McClellanville, South Carolina

By Randall Hill

In a thick strand of woods in rural Georgetown County, South Carolina, the self-proclaimed “Gullah Huntsman” Bill Green prepares for his latest drag fox hunt. It’s a cool day in early February and the stocky built African-American man sits comfortably atop his trusted horse.

“You got to treat these animals with loving kindness,” he says with a smile referring to the fox hunting hounds and horses he trains for these events. “If you don’t treat them well they won’t do what you want.”

Green pulls from a stained and worn saddlebag a wet rag tied to a long rope. The strong, pungent smell of fox urine covers the area around him like a cloud when he opens the bag. It’s an odor so strong one doesn’t need the olfactory prowess of a dog to detect.

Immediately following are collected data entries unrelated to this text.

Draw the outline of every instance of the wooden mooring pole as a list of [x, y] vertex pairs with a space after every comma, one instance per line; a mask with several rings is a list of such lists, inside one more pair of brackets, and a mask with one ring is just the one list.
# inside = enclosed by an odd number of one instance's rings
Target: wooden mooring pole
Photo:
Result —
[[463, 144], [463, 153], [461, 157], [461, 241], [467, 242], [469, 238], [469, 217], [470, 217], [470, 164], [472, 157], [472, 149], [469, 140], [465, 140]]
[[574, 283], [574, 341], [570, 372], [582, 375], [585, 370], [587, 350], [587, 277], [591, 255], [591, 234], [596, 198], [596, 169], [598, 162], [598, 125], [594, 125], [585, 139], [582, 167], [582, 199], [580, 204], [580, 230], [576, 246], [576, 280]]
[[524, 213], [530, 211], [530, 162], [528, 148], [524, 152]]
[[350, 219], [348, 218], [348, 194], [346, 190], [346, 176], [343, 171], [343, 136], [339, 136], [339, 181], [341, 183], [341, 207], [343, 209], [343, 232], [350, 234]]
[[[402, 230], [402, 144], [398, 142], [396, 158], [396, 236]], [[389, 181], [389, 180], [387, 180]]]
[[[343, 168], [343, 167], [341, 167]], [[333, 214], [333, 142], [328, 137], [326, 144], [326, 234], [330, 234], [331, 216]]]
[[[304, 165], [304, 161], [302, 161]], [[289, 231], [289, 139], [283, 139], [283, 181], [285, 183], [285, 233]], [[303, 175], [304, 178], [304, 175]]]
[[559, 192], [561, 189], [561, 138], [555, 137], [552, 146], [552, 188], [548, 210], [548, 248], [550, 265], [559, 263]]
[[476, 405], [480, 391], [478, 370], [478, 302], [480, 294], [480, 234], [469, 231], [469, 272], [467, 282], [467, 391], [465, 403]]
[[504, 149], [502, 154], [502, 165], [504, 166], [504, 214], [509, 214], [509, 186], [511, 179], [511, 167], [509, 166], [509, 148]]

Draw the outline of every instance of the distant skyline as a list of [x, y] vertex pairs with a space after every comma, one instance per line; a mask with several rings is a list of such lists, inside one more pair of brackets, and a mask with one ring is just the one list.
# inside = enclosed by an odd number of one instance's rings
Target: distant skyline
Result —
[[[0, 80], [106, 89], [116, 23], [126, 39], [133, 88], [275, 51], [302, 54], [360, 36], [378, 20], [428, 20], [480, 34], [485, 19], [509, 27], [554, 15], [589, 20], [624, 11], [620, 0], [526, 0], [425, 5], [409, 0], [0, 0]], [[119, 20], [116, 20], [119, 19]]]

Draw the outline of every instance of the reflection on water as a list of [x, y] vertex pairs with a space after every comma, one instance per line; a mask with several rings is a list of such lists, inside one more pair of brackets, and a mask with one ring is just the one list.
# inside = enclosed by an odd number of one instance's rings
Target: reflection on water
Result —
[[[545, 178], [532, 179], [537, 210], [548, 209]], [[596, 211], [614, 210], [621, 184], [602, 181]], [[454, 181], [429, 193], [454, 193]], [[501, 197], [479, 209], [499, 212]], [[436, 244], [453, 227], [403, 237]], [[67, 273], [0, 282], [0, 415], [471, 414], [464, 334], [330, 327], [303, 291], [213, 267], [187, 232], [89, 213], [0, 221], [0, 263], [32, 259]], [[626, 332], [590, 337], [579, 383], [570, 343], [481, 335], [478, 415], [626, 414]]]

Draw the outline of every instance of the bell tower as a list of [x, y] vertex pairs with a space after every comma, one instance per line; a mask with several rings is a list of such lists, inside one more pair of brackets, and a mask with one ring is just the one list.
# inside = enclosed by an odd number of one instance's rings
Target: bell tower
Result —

On this day Green is portraying the fox in this hunt presented by the Middleton Place Hounds, a foxhunting club of Charleston. The club has traveled to plantation land in nearby Georgetown County owned by one of its members.

The members of Middleton Place Hounds take pride in conducting drag hunts where no live foxes are used or killed in events. With that idea, Green is hired to drag the urine soaked rag through the woods, giving the hunt club’s hounds a scent to follow and their horses a path to chase.